Two Player Pinochle 


Normally I post games that I am confident still have a strong following, but despite being an outstanding game, I have yet to meet anyone who still plays Two  Player Pinochle.  I  hope this post will help kickstart a Two Player Pinochle revival as well as find players who are already enjoying it.

Players 2
Equipment

A single pinochle deck or two traditional decks with 2-8 removed

Paper and pencil for score keeping
How To Play

The cards are ranked highest to lowest as shown below, as is the values of the card when taken in a trick.
Each

ace 11 points

Each ten 10 points

Each king 4 points

Each queen 3 points

Each jack 2 points

Nines 0 points

The last trick taken earns 10 points

The values of the melds are:

Class A

A, K, Q, J, 10 of the trump suit (flush, or sequence) 150 points

K, Q of trump (royal marriage) 40 points
 points

K, Q of any other suit (marriage) 20 points

Dix (lowest trump; pronounced “deece”) 10 points

Class B

A♠, A♥, A♦, A♣ (100 aces) 100 points

K♠, K♥, K♦, K♣ (80 kings) 80 points

Q♠, Q♥, Q♦, Q♣ (60 queens) 60 points

J♠, J♥, J♦, J♣ (40 jacks) 40 points

Class C

Q♠, J♦ (pinochle) 40

(The dix is the nine of trumps)

The dealers Deals 12 cards to each player three or four cards at a time. The next card is turned up and placed on the table; it is the trump card and every card of that suit is a trump. The remainder of the pack forms the stock and is placed face down

Each trick consists of a lead and a play. The non-dealer leads the first trick , then the winner of each trick leads next. When a trump is led, it wins the trick unless the opponent plays a higher trump. When any other suit is led, the card led wins unless the opponent plays a higher card of the same suit or a trump. The leader may lead any card, and the opponent may play any card. It is not necessary to follow suit.
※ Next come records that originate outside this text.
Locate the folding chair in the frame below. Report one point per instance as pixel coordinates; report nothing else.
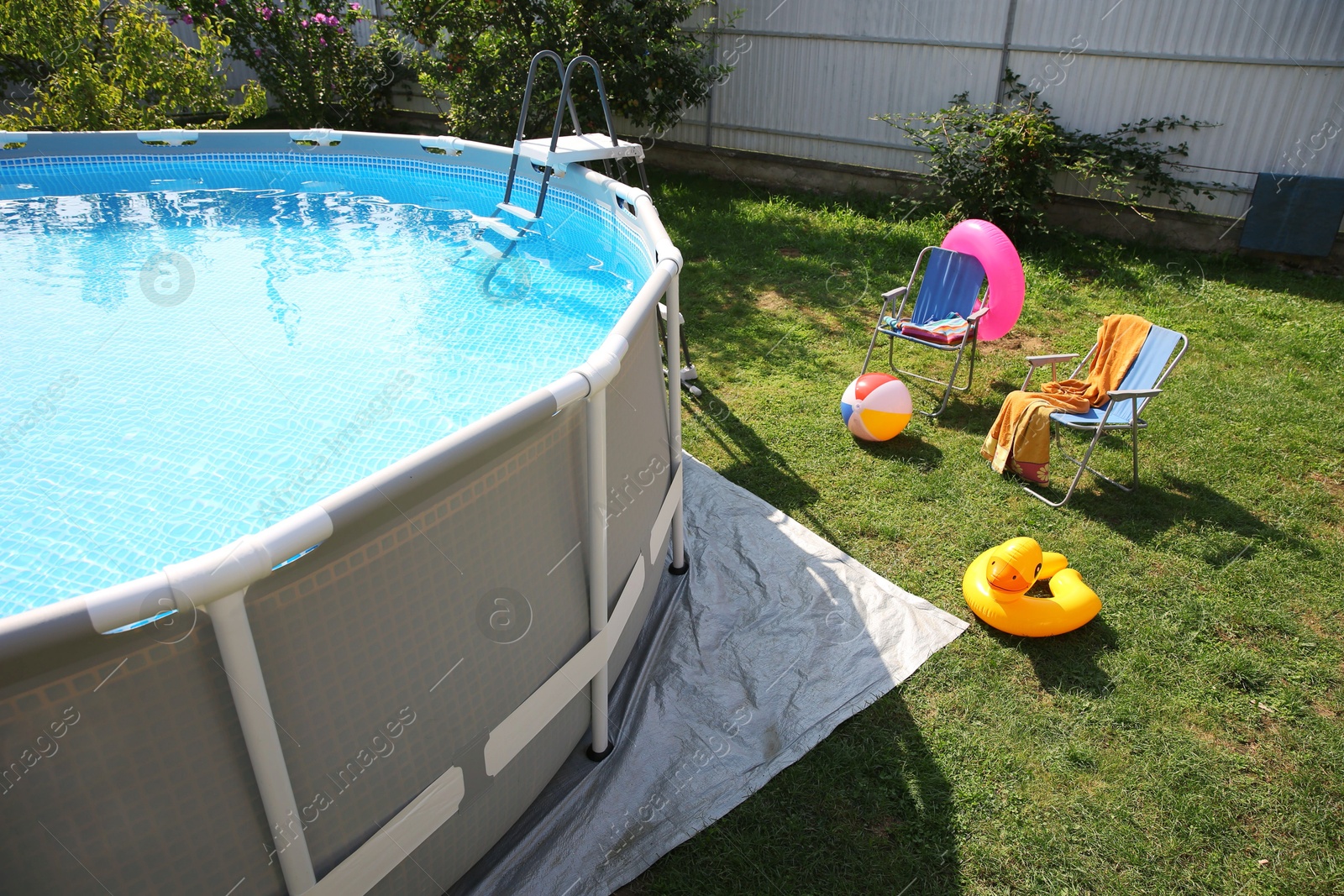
(951, 285)
(1163, 348)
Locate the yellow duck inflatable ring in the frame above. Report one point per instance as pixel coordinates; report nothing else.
(996, 586)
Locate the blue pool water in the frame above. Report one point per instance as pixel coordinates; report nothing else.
(194, 348)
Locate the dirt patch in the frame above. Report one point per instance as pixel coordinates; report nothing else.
(1015, 344)
(1331, 485)
(774, 302)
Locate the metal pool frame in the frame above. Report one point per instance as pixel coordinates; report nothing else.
(217, 584)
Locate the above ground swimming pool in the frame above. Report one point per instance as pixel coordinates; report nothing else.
(198, 347)
(324, 495)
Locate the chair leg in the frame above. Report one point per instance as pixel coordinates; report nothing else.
(951, 385)
(1082, 468)
(1133, 443)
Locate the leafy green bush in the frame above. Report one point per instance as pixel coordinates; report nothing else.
(652, 66)
(307, 56)
(1000, 164)
(82, 65)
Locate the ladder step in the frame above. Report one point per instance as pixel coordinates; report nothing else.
(501, 228)
(517, 211)
(486, 249)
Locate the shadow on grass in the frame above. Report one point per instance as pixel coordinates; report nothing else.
(1152, 510)
(1066, 663)
(906, 449)
(754, 465)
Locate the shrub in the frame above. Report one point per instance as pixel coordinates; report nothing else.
(78, 65)
(652, 66)
(307, 56)
(1000, 164)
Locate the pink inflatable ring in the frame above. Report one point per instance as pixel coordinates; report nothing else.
(1003, 268)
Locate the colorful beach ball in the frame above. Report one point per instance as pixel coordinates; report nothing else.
(877, 407)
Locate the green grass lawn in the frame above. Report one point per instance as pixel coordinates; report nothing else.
(1186, 741)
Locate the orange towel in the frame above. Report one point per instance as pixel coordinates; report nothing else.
(1019, 441)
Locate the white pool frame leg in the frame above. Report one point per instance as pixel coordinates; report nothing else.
(674, 305)
(239, 651)
(597, 560)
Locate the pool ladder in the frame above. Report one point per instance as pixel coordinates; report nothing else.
(554, 155)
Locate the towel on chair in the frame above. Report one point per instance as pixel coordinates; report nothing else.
(1019, 441)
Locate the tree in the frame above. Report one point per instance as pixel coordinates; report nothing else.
(476, 55)
(1000, 164)
(78, 65)
(307, 55)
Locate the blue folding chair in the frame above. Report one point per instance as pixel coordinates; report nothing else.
(1163, 348)
(951, 286)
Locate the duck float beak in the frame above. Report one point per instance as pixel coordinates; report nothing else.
(1015, 564)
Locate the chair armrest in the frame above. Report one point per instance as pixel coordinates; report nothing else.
(1124, 396)
(1041, 360)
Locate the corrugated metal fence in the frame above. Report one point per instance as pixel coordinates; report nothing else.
(810, 74)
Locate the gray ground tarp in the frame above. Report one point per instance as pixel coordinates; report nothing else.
(772, 641)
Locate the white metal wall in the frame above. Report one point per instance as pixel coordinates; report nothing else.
(810, 74)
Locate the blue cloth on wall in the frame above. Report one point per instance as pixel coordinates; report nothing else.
(1294, 214)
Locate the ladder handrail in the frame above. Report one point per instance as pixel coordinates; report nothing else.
(528, 100)
(559, 117)
(564, 94)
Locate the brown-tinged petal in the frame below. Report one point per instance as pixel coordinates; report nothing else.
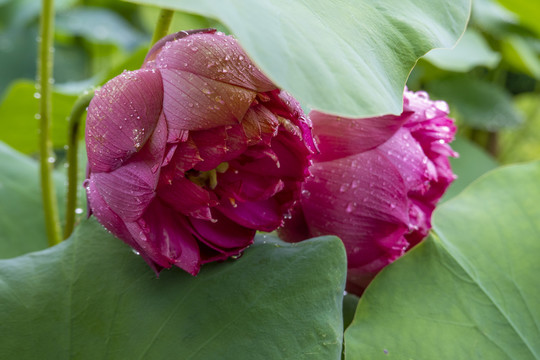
(121, 117)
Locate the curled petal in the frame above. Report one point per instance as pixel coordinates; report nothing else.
(362, 134)
(112, 222)
(166, 238)
(361, 198)
(127, 190)
(121, 117)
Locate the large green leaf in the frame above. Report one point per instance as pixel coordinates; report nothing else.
(348, 57)
(471, 290)
(18, 126)
(22, 227)
(91, 297)
(471, 51)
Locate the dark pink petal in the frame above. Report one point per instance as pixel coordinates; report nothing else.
(168, 238)
(295, 227)
(185, 157)
(186, 197)
(121, 117)
(258, 159)
(236, 142)
(127, 190)
(361, 198)
(192, 102)
(409, 159)
(214, 56)
(361, 134)
(112, 222)
(260, 124)
(223, 235)
(293, 156)
(245, 186)
(264, 215)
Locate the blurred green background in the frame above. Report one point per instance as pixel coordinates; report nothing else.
(490, 79)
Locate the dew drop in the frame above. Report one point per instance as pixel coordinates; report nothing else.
(237, 256)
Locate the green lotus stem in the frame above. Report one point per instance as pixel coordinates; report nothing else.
(46, 158)
(74, 122)
(162, 26)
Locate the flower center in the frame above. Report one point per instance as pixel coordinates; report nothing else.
(207, 178)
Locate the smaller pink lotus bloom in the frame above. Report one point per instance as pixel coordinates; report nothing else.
(375, 183)
(192, 154)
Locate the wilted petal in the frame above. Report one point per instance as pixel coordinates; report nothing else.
(121, 117)
(192, 102)
(214, 56)
(127, 190)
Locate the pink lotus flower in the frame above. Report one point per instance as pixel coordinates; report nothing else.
(193, 153)
(376, 183)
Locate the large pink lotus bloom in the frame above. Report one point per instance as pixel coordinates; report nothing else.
(376, 183)
(193, 153)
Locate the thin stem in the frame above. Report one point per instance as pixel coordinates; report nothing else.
(46, 160)
(162, 26)
(74, 122)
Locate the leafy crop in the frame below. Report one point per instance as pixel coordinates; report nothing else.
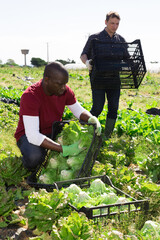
(64, 168)
(44, 209)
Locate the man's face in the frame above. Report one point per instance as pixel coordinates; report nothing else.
(56, 84)
(112, 25)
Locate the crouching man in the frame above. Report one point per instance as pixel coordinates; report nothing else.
(41, 104)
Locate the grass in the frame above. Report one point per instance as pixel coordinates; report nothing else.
(124, 147)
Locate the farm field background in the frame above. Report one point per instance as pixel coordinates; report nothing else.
(131, 158)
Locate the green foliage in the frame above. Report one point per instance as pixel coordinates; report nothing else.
(44, 209)
(65, 168)
(75, 226)
(38, 62)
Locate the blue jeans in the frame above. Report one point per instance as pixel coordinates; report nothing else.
(98, 97)
(33, 155)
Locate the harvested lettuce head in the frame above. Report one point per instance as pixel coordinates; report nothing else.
(73, 188)
(82, 197)
(109, 198)
(66, 175)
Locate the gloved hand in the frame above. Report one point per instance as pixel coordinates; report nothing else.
(72, 150)
(94, 120)
(88, 64)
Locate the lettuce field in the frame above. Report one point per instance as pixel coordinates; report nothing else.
(130, 159)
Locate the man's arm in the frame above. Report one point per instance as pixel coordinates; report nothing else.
(84, 58)
(31, 124)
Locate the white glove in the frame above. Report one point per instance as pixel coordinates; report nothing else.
(94, 120)
(88, 64)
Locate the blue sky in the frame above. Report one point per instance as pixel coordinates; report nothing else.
(65, 26)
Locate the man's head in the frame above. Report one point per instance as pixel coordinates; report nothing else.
(112, 22)
(54, 79)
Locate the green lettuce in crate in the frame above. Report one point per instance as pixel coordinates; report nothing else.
(61, 168)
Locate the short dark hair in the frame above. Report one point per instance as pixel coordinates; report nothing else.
(54, 68)
(112, 15)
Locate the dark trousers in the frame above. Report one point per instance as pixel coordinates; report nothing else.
(33, 155)
(98, 97)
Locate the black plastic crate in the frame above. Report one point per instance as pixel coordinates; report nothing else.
(88, 162)
(117, 63)
(105, 211)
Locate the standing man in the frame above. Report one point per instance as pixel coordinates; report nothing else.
(100, 89)
(41, 104)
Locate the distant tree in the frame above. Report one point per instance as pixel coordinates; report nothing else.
(38, 62)
(64, 62)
After each trick, the players draw a card from the top of the stock to restore their hand to 12 cards; the winner of the trick draws first.

After winning a trick, but before drawing from the stock, a player may meld any one of the combinations that have value, as described above. A player makes a meld by placing the cards face up on the table, where they remain until the player wishes to play them, or until the stock is exhausted.

Melding is subject to the following restrictions:
1) Only one meld may be made in a turn.
2) For each meld, at least one card must be taken from the hand and placed on the table.
3) A card once melded may be melded again, only in a different class, or in a higher-scoring meld of the same class.

Once a card has been melded and placed on the table, it may be played to a trick as though it were in the holder’s hand; however, after it has been played, it may no longer be used to form a new meld.

Melding the dix. If the dealer turns a dix (pronounced “deece”) as the trump card, they score 10 points immediately. Thereafter, a player holding a dix may count it merely by showing it upon winning a trick. They may count the dix and make another meld in the same turn. The holder of the dix has the right to exchange it, upon winning a trick, for the trump card.

When the stock is exhausted the rules for playing tricks changes. The winner of the twelfth trick may meld if possible, and then must draw the last face-down card of the stock. They show this card to their opponent, who draws the trump card (or the dix, if the exchange has been made). The winner of the preceding trick now leads, and the rules of the play are as follows: each player must follow suit to the card led if possible, and must try to win when a trump is led (by playing a higher trump). A player who cannot follow suit must trump if they have a trump. In this manner the last 12 tricks are played, after which the players count and score the points they have won in their tricks and melds.

When keeping score melds are scored when they are made. Scores for cards taken in tricks are added after the play is complete and the cards are counted.

A game can be played to 1,000 points, playing a series of deals. When one player has scored 1,000 or more, and the other player less than 1,000, the former wins the game. If at the end of the play of any hand each player has 1,000 or more, play continues for a game of 1,250, even if one player has, for example, 1,130, while the other has only 1,000. If both players go over 1,250 at the end of the hand, the play continues for a 1,500-point game, and so on.

Declaring Out. At any time during the play, a player may “declare out.” At that point, play stops and his tricks are counted. If, in fact, the player has 1000 points or more, he wins the game – even if the opponent has more. If the claimant has fewer than 1,000 points, he loses the game. If the game has been increased to 1,250 points, 1,500 points, or a higher score, a player may declare out at that figure.

Some players play every deal is a single game. The player who scores the most points wins.